Un traje nuevo para mi corazón

Un amigo común nos presentó por correo electrónico. Intercambiamos un par de mensajes, quedamos en enviarnos nuestros libros, conocernos si yo visitaba Zaragoza o en alguno de sus conciertos en Madrid. No cumplimos lo prometido.

el 15 sep 2009 / 07:45 h.

Un amigo común nos presentó por correo electrónico. Intercambiamos un par de mensajes, quedamos en enviarnos nuestros libros, conocernos si yo visitaba Zaragoza o en alguno de sus conciertos en Madrid. No cumplimos lo prometido. En aquellos e-mails, Sergio Algora me pareció un tipo agradable, con el sentido del humor tan peculiar que auguraban sus letras y poemas. Nos olvidamos, pero yo continué escuchando sus discos, leyendo sus libros, sintiéndolo cercano. Vi en directo a La Costa Brava algunas veces; siempre me venció la timidez. El miércoles, con 39, Algora falleció.

¿Cómo nos afecta la muerte de alguien a quien sólo conocimos de pasada?

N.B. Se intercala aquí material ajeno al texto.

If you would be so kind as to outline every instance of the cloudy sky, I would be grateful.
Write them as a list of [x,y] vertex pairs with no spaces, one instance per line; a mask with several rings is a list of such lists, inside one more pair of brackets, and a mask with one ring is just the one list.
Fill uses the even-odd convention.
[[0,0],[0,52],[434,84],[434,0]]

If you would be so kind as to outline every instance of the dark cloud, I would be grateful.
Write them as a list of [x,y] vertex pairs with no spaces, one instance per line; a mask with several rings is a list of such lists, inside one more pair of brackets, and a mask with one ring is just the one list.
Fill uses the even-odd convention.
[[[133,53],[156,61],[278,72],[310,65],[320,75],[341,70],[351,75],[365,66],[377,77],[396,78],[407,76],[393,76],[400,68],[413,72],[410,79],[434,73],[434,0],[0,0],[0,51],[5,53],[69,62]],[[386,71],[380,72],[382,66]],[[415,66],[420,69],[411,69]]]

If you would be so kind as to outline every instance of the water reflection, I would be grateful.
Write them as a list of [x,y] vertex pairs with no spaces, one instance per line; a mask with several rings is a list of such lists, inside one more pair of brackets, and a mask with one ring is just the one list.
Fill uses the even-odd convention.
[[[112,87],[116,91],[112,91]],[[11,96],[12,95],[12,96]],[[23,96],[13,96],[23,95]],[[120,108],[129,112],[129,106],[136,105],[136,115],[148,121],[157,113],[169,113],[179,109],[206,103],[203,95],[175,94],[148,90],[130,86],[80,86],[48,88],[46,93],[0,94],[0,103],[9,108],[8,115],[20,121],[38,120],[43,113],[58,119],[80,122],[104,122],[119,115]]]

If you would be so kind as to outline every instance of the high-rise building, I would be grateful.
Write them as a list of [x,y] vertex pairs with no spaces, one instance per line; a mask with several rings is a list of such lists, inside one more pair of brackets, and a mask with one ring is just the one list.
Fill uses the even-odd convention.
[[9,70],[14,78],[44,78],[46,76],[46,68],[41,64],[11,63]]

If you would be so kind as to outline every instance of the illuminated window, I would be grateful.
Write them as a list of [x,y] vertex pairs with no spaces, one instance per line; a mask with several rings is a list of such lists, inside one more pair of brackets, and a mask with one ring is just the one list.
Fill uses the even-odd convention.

Ese amigo común me envía un sms, yo selecciono Circo luso. Escucho; duele. Enumero, en la bandeja de entrada, mi relación con Sergio Algora: cinco mensajes de cada uno. Sin embargo, creo que en situaciones así la música y la literatura acortan distancias: al trasladarme a Madrid viajaron conmigo los discos de El Niño Gusano, de La Costa Brava, los poemarios que había conseguido tras rastrear en catálogos minúsculos, los relatos de A los hombres de buena voluntad. Al parecer deja otro inédito, No tengo el placer, que también publicará Xordica; quizá la mitomanía empuje a descubrirle, a reeditarle.

Su muerte nos zarandea como la de un chico del barrio, que recordamos de la frutería o el parque, o un primo de los de tercer rango. Nos impresiona por su juventud -aún no había cumplido 40 años-, y nos llena de rabia porque ese gran público que suena a hipótesis inamovible, pero que existe, se perdió a un genio en continua racha creativa de altura. Sus textos -para cantar o leer- exhibían un imaginario intenso y propio, un surrealismo más de vida diferente que de manual. En Pon tu mente al sol, uno de los himnos que nos regaló con El Niño Gusano, afirmaba: "Ya tengo listo un traje nuevo para mi corazón". Quizá falló el modelo, quizá la talla. "El más triste final de un cuento?", cantaban en El rey ha muerto. Algora ha muerto: viva Algora.